Boston Public Library is the first free to all library in USA. It was established in 1848 and this present building was completed in 1895.
Famous Boston architect Charles Follen McKim designed it.
McKim called the Library built in the Renaissance Revival style a “palace for the people” when it opened in 1895.
At the entrance on either sides are two statues representing art( right) and science ( left).
It is built from pale pink granite, with perfect classical proportions.
The vaulted ceiling has name of 30 prominent Bostonians.
The staircase hall is formed of yellow Siena marble
On either side of the staircase are the two lions that memorialize two Massachusetts volunteer infantries in the Civil War: the Second and the Twentieth.
On the second floor all around are murals by French painter Pierre Puvis de Chavannes, one of the greatest muralists of the 19th century. This was the only work he did outside France and Puvis never saw the work installed. “He painted his library panels on Belgian linen in Paris and shipped them to Boston for installation in 1895-96 using the marouflage technique, binding the canvases to their plaster niches with a paste of lead white and linseed oil. With their harmonious palette, which the artist chose from referencing a sample of the staircase’s Siena marble, the paintings integrate seamlessly into their architectural surround.”
On the left of the staircase we have Philosophy with 2 figures shown in conversation, reading a bound codex.
Center is Astronomy with the Chaldean Shepherds, regarding the stars.
At far right History is represented in a red robe calling the spirits of the past from Caves below
The three panels on the right panels depict the 3 poetries. On the left side is Pastoral Poetry with Virgil.
At the center is Dramatic Poetry with Aeschylus in the foreground, backed by sea nymphs, the Oceanides.
On the right is Epic Poetry with Homer crowned by the Iliad and Odessey
Chemistry on left of the hall has a fairy wave her wand over elements undergoing ‘mysterious change’ watched closely by crouching spirits
Physics mural has modern technology with Telegraph wire bearing what painter Puvis de Chavannes called “The wondrous agency of Electricity”
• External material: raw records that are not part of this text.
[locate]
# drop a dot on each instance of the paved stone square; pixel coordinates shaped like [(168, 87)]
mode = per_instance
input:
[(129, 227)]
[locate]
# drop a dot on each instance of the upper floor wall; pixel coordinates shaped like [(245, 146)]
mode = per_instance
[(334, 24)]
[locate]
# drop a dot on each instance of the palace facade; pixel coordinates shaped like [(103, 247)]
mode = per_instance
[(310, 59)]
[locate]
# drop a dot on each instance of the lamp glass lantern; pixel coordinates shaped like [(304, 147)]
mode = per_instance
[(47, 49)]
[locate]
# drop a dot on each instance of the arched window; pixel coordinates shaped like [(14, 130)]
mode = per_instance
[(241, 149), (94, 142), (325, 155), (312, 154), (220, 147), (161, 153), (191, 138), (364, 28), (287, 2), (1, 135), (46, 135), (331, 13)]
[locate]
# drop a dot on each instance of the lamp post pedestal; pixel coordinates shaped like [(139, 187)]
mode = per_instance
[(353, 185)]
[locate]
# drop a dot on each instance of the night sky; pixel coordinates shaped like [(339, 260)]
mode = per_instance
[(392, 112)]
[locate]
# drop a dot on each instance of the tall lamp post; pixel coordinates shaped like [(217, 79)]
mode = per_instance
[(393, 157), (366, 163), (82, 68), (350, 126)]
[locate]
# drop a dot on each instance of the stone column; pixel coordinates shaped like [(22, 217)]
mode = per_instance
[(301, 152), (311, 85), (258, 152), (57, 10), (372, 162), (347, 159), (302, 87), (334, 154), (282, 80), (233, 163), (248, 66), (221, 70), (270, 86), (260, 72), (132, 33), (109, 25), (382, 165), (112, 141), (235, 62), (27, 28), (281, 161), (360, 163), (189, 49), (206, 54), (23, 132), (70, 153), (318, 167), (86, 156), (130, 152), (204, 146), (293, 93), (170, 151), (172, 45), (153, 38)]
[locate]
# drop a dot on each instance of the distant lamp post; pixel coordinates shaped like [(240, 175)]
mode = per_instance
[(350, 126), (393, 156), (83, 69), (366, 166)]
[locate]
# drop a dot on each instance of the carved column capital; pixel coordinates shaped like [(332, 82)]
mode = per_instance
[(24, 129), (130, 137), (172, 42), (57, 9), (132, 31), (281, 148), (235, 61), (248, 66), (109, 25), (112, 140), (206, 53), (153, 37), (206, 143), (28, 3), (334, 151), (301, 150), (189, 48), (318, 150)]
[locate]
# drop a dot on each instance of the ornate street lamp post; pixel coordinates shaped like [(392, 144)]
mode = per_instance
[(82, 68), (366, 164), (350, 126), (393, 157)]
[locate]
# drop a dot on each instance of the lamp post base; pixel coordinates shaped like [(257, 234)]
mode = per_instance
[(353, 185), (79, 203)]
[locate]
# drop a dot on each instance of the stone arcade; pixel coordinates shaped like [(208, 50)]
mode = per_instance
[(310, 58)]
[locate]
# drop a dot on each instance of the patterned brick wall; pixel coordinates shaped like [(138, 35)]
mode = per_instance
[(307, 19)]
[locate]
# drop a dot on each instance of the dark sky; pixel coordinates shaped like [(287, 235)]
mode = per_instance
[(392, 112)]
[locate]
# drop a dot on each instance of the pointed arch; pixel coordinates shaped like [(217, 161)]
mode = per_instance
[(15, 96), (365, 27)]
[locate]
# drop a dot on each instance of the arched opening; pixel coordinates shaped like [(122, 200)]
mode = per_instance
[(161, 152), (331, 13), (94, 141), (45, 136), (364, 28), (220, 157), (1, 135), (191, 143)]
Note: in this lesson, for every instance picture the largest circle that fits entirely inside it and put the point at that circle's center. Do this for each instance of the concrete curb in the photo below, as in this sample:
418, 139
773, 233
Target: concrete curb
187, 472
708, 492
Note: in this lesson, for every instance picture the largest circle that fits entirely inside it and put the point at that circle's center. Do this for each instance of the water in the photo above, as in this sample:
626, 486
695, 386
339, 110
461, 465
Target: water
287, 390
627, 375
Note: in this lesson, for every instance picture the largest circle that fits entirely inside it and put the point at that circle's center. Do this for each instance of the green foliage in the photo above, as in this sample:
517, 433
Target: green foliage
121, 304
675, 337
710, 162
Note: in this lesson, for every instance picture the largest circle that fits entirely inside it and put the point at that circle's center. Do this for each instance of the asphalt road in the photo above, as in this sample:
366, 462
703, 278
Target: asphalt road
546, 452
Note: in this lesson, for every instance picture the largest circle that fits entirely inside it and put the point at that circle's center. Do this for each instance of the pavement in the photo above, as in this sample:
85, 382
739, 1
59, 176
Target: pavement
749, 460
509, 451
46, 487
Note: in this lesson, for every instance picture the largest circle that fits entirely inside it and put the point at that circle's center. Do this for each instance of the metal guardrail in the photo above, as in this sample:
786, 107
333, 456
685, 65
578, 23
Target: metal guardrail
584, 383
Two figures r shown traveling across the wires representing communication
The one above has good news, below bad news
The long panel in front of Bates hall isThe Muses of Inspiration Hail the spirit, the messenger of light.
The 9 muses in white dress against a pastoral background of field& sea welcome the Spirit of Enlightenment represented by a small figure on top of hall door
the Abbey room or holding room ( waiting room for delivery of books) with the Quest and achievement of the Holy Grail painted by Edwin Austin Abbey installed 1895-1902
The highlight of the library is the John Singer Sargent murals. The great American painter considered them his most important work, created over a period of 30 years. Titled “The Triumph of Religion” and painted in the style of Italian Renaissance frescos, the murals depict the development of world religions and are very different from his society portraits that you’ll see in the Museum of Fine Arts.
Frieze of Prophets
Visible in this eastern portion of the Pagan Gods arch is Astarte, the goddess of sensuality enrobed in swaths of light blue and adorned with jewels rendered in glass and metal relief.
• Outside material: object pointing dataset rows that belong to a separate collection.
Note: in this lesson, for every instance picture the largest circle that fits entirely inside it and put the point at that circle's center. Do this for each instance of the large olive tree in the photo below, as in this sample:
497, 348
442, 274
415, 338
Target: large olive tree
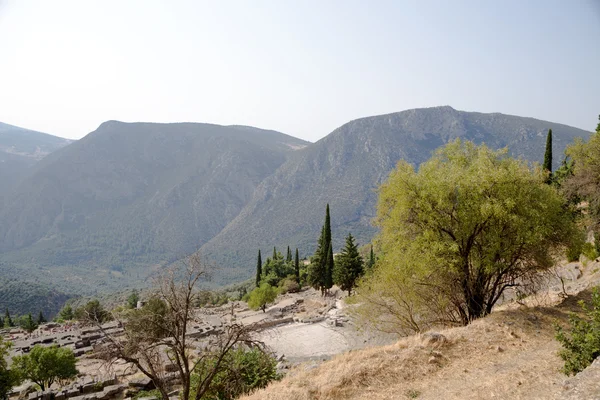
470, 223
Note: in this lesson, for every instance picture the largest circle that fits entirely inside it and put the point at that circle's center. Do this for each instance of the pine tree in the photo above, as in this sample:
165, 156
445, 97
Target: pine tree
258, 269
8, 322
297, 267
548, 156
349, 265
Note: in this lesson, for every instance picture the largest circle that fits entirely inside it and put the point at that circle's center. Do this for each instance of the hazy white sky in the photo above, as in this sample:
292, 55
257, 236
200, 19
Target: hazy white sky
300, 67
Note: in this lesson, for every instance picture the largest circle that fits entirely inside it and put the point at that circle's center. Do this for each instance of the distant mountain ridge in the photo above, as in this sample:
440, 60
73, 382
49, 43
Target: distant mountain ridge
345, 168
20, 149
106, 211
131, 196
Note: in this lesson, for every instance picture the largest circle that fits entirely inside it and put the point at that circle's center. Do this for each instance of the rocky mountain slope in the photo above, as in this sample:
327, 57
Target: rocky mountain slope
345, 168
20, 149
133, 195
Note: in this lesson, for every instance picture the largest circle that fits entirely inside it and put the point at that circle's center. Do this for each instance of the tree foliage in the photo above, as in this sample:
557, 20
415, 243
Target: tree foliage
158, 333
547, 166
261, 296
320, 271
133, 298
258, 269
8, 377
348, 266
470, 223
248, 369
45, 365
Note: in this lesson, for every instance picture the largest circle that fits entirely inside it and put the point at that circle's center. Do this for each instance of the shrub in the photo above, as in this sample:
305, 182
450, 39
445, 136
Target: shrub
243, 371
288, 285
589, 250
581, 345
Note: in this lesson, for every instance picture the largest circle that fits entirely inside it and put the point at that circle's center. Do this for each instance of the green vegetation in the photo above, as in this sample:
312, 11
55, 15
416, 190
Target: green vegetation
455, 235
348, 266
8, 377
261, 296
581, 343
27, 323
547, 166
320, 271
133, 298
92, 311
45, 365
247, 369
8, 322
258, 269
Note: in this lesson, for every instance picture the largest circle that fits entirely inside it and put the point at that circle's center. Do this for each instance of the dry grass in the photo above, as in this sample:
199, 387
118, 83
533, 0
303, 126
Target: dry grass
511, 354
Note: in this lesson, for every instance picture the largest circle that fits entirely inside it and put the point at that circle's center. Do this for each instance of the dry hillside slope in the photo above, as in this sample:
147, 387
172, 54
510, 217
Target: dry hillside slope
510, 354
Dogma of the Redemption; Trinity and Crucifix, Frieze of Angels
This panel was left incomplete.
“Following the 1919 installation of images of Synagogue and Church on the hall’s east wall, a controversy erupted around the depiction of Synagogue, with legions calling the panel defamatory to Judaism and demanding its removal. Sargent insisted that he had no intention for the painting to carry this message, but nevertheless found his project enveloped by a public storm. He never completed the final, central panel along the east wall, intended to illustrate the Sermon on the Mount, before he passed away in 1925; the panel remains blank to this day.”
The Reading Room
This figure of the girl and the Swan was outside what used to be the Children ‘s Room
“Charles Follen McKim designed the Central Library’s courtyard after that of the Palazzo della Cancelleria in Rome. Its covered arcade surrounds an open plaza skirted by white marble and low greenery, at the center of which lies a pool and fountain.
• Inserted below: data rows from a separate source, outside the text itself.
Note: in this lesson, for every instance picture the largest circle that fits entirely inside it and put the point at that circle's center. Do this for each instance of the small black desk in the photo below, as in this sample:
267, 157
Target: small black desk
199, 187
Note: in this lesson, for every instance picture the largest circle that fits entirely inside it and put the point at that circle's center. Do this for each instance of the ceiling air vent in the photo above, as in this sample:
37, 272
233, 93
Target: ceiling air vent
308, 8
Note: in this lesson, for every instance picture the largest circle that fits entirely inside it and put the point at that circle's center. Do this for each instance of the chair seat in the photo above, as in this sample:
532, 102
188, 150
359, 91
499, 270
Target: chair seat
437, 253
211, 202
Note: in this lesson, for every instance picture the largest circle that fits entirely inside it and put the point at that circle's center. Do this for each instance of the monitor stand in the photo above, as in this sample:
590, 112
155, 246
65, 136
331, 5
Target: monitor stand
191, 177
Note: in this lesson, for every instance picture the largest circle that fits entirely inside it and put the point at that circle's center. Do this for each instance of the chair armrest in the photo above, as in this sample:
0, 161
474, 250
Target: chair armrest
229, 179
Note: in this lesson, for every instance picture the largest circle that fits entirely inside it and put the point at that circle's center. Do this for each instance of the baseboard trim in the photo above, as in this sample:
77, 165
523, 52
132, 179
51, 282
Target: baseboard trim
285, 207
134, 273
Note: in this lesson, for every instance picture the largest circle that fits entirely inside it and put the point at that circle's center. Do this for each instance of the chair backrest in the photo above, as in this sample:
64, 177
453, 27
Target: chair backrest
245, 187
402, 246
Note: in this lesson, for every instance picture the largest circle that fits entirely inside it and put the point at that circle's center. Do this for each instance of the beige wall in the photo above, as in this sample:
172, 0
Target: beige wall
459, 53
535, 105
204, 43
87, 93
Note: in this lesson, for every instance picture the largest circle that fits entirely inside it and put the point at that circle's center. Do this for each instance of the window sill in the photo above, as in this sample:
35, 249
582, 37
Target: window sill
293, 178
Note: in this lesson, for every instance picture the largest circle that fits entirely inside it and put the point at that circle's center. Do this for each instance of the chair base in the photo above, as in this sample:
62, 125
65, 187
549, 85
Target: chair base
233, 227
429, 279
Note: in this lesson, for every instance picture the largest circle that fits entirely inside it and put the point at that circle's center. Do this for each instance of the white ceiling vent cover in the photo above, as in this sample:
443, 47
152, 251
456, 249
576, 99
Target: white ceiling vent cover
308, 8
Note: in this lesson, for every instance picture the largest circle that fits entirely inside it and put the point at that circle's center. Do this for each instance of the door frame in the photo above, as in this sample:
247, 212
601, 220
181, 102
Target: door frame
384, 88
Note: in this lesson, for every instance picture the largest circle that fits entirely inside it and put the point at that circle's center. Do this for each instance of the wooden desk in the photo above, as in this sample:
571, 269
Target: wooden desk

The keynote of the courtyard is arguably the bronze statue of Bacchante and Infant Faun by Frederick MacMonnies, gifted to the library by McKim himself. When she was unveiled in 1896, Bacchante caused a frenzy among Bostonians, who were outraged by her apparent embrace of drinking (she clasps a symbolic bunch of grapes in her outstretched hand), debauchery (as a nude, dancing figure), and worst of all, her subjecting the infant held in her left arm to this behavior. The community clamored for her removal, and in 1897, McKim transferred his gift to the Metropolitan Museum of Art in New York.
Nearly a century later, the city commissioned a cast of the Boston Museum of Fine Art’s copy of the original Bacchante, returning her to her original location as part of the McKim building restoration project in the 1990s.”